Whoo. Let’s see what we’ve got going on tonight.
Oh, oh, oh. Check it out. Easter’s over, baby, but you can beat the rush.
I know about being forgiven, but won’t wearing a t-shirt that says so make people want to ask you what you did? In my town it would. “Whu’d you do, honey? Gracious, that is bad. Are you sure you ought to have that shirt on?”
But it’ll look great with your temporary tattoo, not to mention your tongue barbell, which alas requires a procedure which is not temporary and the thought of which grosses me out completely, so I won’t be inviting you to dinner.
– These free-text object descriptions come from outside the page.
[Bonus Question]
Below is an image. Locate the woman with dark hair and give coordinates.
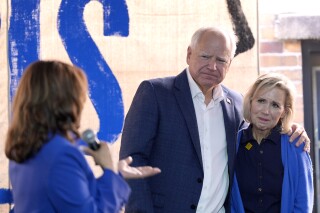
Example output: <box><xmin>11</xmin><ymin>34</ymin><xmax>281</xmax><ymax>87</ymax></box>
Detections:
<box><xmin>231</xmin><ymin>73</ymin><xmax>313</xmax><ymax>212</ymax></box>
<box><xmin>5</xmin><ymin>60</ymin><xmax>160</xmax><ymax>213</ymax></box>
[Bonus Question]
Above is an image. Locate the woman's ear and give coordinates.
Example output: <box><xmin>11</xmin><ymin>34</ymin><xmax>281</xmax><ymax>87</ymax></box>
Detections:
<box><xmin>280</xmin><ymin>109</ymin><xmax>287</xmax><ymax>119</ymax></box>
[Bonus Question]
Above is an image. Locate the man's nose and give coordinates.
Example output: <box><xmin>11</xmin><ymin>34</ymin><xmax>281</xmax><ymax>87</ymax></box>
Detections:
<box><xmin>207</xmin><ymin>57</ymin><xmax>217</xmax><ymax>70</ymax></box>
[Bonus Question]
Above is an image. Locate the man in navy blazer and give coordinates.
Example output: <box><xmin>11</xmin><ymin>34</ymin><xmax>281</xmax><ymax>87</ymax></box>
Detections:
<box><xmin>120</xmin><ymin>27</ymin><xmax>242</xmax><ymax>213</ymax></box>
<box><xmin>119</xmin><ymin>27</ymin><xmax>308</xmax><ymax>213</ymax></box>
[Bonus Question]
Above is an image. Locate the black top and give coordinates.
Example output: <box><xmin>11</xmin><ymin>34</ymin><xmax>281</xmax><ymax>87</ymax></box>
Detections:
<box><xmin>235</xmin><ymin>125</ymin><xmax>284</xmax><ymax>213</ymax></box>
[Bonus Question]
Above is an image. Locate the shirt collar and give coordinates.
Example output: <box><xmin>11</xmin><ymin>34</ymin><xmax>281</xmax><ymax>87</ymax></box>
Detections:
<box><xmin>186</xmin><ymin>68</ymin><xmax>224</xmax><ymax>101</ymax></box>
<box><xmin>241</xmin><ymin>124</ymin><xmax>282</xmax><ymax>145</ymax></box>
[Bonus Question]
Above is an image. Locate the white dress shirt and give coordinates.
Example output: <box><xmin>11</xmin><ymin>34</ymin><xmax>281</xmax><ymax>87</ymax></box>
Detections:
<box><xmin>187</xmin><ymin>69</ymin><xmax>229</xmax><ymax>213</ymax></box>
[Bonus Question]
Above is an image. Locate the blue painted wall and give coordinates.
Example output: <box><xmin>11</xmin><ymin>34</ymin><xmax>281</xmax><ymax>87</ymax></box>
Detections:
<box><xmin>4</xmin><ymin>0</ymin><xmax>130</xmax><ymax>205</ymax></box>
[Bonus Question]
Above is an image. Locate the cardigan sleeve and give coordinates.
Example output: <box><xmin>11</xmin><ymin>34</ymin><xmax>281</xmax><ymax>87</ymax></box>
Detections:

Sorry.
For all I know, this band is decent, but what does “The Interpreters” make you think of?
“Hello, and welcome to our show.”
Bonjour, et bienvenue a notre spectacle . . .
“It’s super to see such a dandy crowd of folks.”
Il est Americain. Etc.
That’s what I’m thinking.
Moving on, moving on . . . to the Pope Innocent III Action Figure.
Armed with his formidable power of excommunication and an intimidating scroll inscribed with Latin text this model of the 176th Pope will soon have all your other action figures lining up for confession.
Like this Episcopalian, for example.
Your photo here. Hm.
Goodness, it’s 12:27 a.m. How time flies when you’re whooping it up at eBay. And we haven’t even had a chance to talk about this oil painting of Mary Baker Eddy, but that will have to wait for another day.